The New Yorker Union's Statement on Half-Day Work Stoppage for Just Cause


Today, the New Yorker Union is undertaking a half-day work stoppage. From 9 A.M. to 1 P.M., union members will not participate in the production or the promotion of content for the print magazine or the Web site. We are withholding our labor to demand just cause in our contract, and in protest of management’s resistance to our proposal and refusal to provide us with information necessary for bargaining. If we do not receive a sufficient response from management on our just-cause proposal, we will be forced to take further action.

The proposal to which the company objects reads, “There shall be no discipline or dismissal without just and sufficient cause.” Just cause is an essential worker protection and among the core reasons we organized our union. A just-cause provision guarantees due process, promotes equity and accountability, and creates consistent, transparent standards. It provides workers recourse, protects us from capricious managers, and empowers us to speak up about things like salary disparities and editorial missteps without fear of retaliation. 

This moment of cultural reckoning requires honest, challenging conversations about the work that we do—especially at companies that have a record of unfairness (like Condé Nast), that are governed by largely unwritten rules and expectations (like The New Yorker), and that are helmed by mostly white leadership (like both). Just cause allows those conversations to happen.

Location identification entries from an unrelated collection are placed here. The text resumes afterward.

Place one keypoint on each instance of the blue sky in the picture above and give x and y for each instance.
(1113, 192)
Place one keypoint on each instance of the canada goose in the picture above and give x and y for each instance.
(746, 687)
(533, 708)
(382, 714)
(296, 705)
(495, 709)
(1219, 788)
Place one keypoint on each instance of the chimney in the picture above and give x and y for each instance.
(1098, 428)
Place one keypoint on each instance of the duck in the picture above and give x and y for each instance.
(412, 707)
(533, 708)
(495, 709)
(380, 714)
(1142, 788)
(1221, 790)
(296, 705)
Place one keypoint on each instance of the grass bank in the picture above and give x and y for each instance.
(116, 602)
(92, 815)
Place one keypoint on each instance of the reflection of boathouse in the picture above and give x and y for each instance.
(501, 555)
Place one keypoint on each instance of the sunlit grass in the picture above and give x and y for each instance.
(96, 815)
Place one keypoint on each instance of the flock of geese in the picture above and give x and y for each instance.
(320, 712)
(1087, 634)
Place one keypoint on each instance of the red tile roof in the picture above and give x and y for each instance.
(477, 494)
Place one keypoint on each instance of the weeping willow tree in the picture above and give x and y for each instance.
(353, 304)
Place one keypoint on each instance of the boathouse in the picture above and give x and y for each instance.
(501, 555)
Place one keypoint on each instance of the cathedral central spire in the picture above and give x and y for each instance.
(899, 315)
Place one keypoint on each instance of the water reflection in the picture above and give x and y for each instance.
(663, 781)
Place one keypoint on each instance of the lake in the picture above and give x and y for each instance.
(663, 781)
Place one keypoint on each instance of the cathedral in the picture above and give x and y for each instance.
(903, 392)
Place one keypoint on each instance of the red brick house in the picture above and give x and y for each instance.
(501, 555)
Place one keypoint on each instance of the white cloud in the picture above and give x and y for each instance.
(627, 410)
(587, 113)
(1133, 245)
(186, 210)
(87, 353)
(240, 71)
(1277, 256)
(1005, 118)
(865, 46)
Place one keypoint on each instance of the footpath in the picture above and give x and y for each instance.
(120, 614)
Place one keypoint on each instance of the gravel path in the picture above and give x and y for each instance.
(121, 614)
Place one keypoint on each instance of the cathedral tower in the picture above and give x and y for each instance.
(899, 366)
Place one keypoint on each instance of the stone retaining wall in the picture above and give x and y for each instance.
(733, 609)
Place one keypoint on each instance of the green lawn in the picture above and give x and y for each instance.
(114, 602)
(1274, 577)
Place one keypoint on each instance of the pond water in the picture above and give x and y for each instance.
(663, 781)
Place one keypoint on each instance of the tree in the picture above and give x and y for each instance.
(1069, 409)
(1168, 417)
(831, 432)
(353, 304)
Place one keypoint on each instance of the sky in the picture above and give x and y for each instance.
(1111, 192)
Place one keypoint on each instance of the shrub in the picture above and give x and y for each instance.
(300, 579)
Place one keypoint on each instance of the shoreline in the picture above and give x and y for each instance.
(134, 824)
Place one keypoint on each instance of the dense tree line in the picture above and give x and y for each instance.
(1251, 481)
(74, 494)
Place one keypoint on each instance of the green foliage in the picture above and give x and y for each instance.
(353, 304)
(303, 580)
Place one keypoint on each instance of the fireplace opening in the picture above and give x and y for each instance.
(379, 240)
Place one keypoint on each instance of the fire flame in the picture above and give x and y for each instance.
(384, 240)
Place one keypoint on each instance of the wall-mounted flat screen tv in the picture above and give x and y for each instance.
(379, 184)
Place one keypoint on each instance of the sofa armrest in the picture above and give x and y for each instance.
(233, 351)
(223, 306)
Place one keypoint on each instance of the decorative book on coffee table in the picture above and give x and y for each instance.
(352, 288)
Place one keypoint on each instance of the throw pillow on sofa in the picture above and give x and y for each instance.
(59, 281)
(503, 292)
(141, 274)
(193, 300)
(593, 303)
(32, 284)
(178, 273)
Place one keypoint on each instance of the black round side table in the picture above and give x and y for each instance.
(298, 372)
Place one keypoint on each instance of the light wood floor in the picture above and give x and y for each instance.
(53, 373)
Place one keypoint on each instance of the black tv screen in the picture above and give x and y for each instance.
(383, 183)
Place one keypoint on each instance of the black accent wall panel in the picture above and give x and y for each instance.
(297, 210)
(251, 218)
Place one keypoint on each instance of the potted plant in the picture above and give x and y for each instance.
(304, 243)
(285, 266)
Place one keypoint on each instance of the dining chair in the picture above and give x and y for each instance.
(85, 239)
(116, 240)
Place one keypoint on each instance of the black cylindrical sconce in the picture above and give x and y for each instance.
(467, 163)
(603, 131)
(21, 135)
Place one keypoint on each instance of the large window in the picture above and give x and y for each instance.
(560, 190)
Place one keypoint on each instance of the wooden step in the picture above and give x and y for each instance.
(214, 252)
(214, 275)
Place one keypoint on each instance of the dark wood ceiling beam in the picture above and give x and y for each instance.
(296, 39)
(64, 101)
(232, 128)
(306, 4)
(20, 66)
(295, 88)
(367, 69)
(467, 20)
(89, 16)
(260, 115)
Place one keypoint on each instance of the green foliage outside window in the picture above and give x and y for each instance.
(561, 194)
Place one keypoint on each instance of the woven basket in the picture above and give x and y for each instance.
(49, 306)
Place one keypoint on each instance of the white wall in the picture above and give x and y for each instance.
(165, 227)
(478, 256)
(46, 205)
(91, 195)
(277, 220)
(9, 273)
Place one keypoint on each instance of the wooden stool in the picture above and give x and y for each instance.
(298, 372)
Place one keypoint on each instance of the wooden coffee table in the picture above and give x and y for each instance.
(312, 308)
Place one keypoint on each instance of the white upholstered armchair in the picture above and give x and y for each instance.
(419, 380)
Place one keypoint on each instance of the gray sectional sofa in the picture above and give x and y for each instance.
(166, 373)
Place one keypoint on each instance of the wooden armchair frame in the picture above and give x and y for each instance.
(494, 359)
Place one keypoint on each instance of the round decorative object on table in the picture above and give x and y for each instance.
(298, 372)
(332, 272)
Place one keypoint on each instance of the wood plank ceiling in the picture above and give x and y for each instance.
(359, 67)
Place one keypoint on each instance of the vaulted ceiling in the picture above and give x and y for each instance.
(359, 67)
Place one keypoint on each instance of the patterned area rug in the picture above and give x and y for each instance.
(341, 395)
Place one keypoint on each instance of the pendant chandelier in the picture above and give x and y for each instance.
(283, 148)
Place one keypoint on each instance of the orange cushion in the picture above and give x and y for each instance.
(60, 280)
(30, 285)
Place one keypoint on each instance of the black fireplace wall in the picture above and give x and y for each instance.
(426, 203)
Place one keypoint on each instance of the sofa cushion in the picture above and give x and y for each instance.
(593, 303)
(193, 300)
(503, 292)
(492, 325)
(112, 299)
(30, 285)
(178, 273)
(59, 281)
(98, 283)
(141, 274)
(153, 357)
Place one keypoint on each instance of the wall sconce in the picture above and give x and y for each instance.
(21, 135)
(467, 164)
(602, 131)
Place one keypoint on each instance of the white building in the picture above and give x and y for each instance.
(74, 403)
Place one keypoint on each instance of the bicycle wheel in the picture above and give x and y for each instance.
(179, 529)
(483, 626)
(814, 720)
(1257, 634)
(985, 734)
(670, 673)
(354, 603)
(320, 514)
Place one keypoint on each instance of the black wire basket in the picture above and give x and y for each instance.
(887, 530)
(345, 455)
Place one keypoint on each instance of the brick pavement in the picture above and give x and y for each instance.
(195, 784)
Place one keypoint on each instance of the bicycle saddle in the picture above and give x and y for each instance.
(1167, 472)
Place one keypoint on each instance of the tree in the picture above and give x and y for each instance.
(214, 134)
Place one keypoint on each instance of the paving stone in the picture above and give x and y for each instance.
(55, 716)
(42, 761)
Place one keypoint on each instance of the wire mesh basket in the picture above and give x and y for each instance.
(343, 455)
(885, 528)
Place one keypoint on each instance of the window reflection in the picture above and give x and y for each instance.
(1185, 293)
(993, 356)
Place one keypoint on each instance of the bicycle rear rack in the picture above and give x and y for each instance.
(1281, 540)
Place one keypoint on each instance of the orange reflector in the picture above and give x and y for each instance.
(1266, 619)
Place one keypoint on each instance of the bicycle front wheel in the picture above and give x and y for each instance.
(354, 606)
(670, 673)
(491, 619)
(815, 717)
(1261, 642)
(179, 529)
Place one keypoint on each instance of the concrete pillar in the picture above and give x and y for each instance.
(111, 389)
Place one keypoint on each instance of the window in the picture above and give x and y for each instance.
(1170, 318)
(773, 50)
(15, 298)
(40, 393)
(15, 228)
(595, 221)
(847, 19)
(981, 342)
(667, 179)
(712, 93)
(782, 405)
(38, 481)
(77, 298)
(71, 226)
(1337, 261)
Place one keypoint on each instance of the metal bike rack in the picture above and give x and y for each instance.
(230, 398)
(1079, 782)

Our bosses insist that just cause would erode editorial standards, and, in doing so, they insult our colleagues at NewsGuild-represented outlets, like the New York Times and The New Republic, where just cause is a contract cornerstone. Management claims that just cause poses an existential threat to The New Yorker, thus pitting the interests of the publication directly against the interests of the people who make it. Management has also repeatedly invoked the spectre of arbitration (a last step in some discipline-related disputes), arguing that the company’s operations are too intricate for a third party to assess; meanwhile, Condé Nast has hired a union-busting law firm, Proskauer Rose, as a third party to investigate its workers’ allegations of discrimination.

Our managers have proposed an “editorial exception” that invalidates the very concept of just cause. This loophole would permit summary dismissal for any reason that management deems relevant to “editorial standards”—standards that, despite our requests for information, management has refused to articulate. The problem here is clear. If editorial standards are wholly undefined, it’s difficult to know when they’ve been violated, and even more difficult for a staffer to address the issue. Just cause, far from diminishing standards, insures their fair application.

As the past few weeks have shown, racism, abuse, and exploitation often go unchecked at Condé Nast. The New Yorker is not exempt from these dynamics, and, as the first and largest union at Condé Nast, we intend to raise the bar for all of our colleagues. We care deeply about this publication; we prove every day that we are dedicated to upholding the highest editorial and professional standards. We call on The New Yorker’s management to show the same commitment to its workers that we show to our work. We demand a contract that reflects the value of our labor and the principles in our pages. The foundation of that contract is just cause—no exceptions.